To illustrate a potential application of the integrated SPAD imager for capsule endoscopic fluorescence imaging we carried out two sets of experiments to validate the potential of using the capsule for autoflourscence imaging or targeted fluorescence imaging. Firstly, we imaged a phantom of endogenous fluorophores to demonstrate the potential for autofluorescence imaging (AFI) of tissue. Secondly we imaged exogenous fluorophores to illustrate the potential for targeted fluorescence imaging of areas of interest via fluorophore labelling.

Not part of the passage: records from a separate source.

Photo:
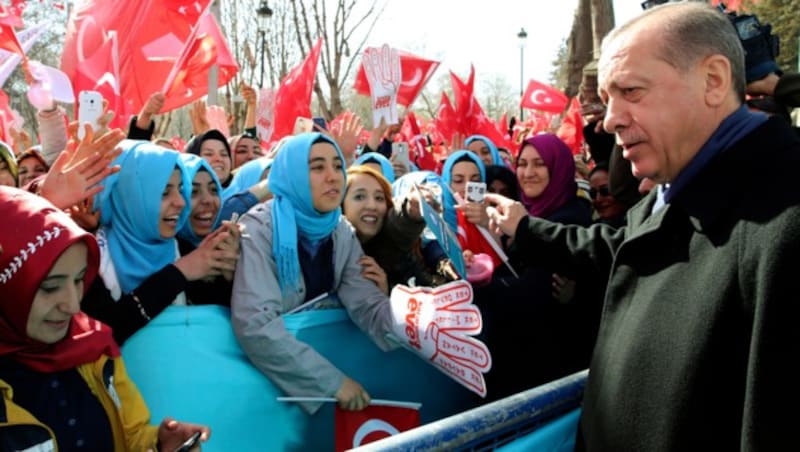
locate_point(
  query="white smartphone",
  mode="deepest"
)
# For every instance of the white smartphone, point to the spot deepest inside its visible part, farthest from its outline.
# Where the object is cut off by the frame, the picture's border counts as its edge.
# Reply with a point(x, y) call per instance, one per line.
point(400, 154)
point(303, 125)
point(90, 108)
point(475, 191)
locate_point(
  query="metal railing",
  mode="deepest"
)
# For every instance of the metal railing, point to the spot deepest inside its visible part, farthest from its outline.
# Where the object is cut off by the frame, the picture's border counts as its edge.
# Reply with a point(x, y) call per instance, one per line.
point(492, 425)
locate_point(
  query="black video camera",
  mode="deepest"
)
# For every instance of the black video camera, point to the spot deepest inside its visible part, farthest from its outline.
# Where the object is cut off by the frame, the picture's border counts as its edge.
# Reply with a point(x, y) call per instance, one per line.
point(761, 47)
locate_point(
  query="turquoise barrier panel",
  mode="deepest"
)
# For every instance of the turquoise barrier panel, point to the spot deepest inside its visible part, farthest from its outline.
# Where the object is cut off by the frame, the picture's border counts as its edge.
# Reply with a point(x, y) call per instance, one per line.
point(188, 365)
point(543, 418)
point(557, 435)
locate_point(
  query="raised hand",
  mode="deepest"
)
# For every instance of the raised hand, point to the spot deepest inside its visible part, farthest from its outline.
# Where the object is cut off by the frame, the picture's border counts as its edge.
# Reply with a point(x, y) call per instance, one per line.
point(352, 396)
point(171, 434)
point(84, 215)
point(67, 184)
point(21, 140)
point(346, 134)
point(209, 259)
point(504, 214)
point(92, 143)
point(437, 324)
point(249, 94)
point(230, 244)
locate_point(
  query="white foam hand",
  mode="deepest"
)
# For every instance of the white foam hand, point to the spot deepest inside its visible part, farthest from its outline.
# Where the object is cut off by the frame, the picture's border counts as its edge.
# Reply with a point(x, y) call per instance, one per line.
point(382, 67)
point(437, 324)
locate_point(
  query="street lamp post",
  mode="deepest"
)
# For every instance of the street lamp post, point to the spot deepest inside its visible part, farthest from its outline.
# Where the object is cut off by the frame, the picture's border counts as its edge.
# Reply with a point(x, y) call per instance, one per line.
point(522, 35)
point(264, 12)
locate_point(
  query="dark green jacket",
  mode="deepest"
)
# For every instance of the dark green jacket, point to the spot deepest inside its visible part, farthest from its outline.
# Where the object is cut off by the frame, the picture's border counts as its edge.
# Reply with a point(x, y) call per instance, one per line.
point(700, 322)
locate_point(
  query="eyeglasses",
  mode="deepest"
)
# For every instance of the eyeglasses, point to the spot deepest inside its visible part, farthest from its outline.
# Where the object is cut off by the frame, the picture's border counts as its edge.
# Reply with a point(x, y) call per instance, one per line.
point(603, 190)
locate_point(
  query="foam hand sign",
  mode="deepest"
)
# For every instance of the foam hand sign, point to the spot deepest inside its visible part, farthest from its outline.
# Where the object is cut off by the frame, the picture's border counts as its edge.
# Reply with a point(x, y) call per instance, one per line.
point(382, 66)
point(437, 324)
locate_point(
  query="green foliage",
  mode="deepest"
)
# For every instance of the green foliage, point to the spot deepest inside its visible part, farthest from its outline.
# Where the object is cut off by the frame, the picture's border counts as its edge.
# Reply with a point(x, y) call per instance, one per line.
point(785, 20)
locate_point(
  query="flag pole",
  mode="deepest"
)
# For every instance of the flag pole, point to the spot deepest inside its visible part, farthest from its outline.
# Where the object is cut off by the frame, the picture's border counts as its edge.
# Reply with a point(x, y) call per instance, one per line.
point(213, 71)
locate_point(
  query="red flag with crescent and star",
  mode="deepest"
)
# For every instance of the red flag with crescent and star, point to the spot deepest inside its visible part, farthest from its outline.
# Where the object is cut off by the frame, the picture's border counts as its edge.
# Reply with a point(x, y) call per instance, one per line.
point(356, 428)
point(416, 73)
point(293, 97)
point(539, 96)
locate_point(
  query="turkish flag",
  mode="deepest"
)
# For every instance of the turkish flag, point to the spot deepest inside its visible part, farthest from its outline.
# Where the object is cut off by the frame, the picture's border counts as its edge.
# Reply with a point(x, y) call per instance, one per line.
point(293, 97)
point(205, 47)
point(409, 129)
point(100, 72)
point(446, 122)
point(571, 129)
point(151, 37)
point(462, 99)
point(416, 73)
point(539, 96)
point(356, 428)
point(470, 117)
point(6, 117)
point(8, 38)
point(11, 15)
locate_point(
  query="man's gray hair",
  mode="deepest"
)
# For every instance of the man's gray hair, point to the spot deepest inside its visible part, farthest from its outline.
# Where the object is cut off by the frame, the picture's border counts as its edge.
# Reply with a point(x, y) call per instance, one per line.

An optical interference block is necessary to separate the excitation light source emission from the emitted fluorescence signal to be detected by the imager. Noise due to optical crosstalk must be minimised13. The block is designed to accommodate the excitation and emission wavelengths of both FAD fluorophore (460 nm excitation, 520 nm emission) and FITC (480 nm excitation, 520 nm emission) that are used in this work to prove the principles of autofluorescence and targeted-fluorescence imaging respectively. Other fluorophores have emission properties suitable for detection by a silicon SPAD, but FAD and FITC have the same emission wavelength and a similar excitation wavelength, so we could demonstrate the function of our device with the same choice of filters. A table of fluorophores and their optical characteristics is given in the supplementary section to illustrate our choice (see Supplementary Table 1). Clearly different embodiments of the device could choose different filter sets as required.
The 11 mm H × 9.6 mm L × 8.6 mm W aluminium optical block incorporates an excitation source LED (468 nm, 15o emission angle), a convex excitation lens with a focal length of f = 3 mm, a f = 10 mm achromatic objective lens, a 3mm diameter excitation filter (430–490 nm), a 9 mm diameter single-edge dichroic beam-splitter (506 nm), and a 9 mm fluorescence emission filter (513–555 nm). The spectral characteristics of the optical filters and beam splitter are shown in Fig. 2.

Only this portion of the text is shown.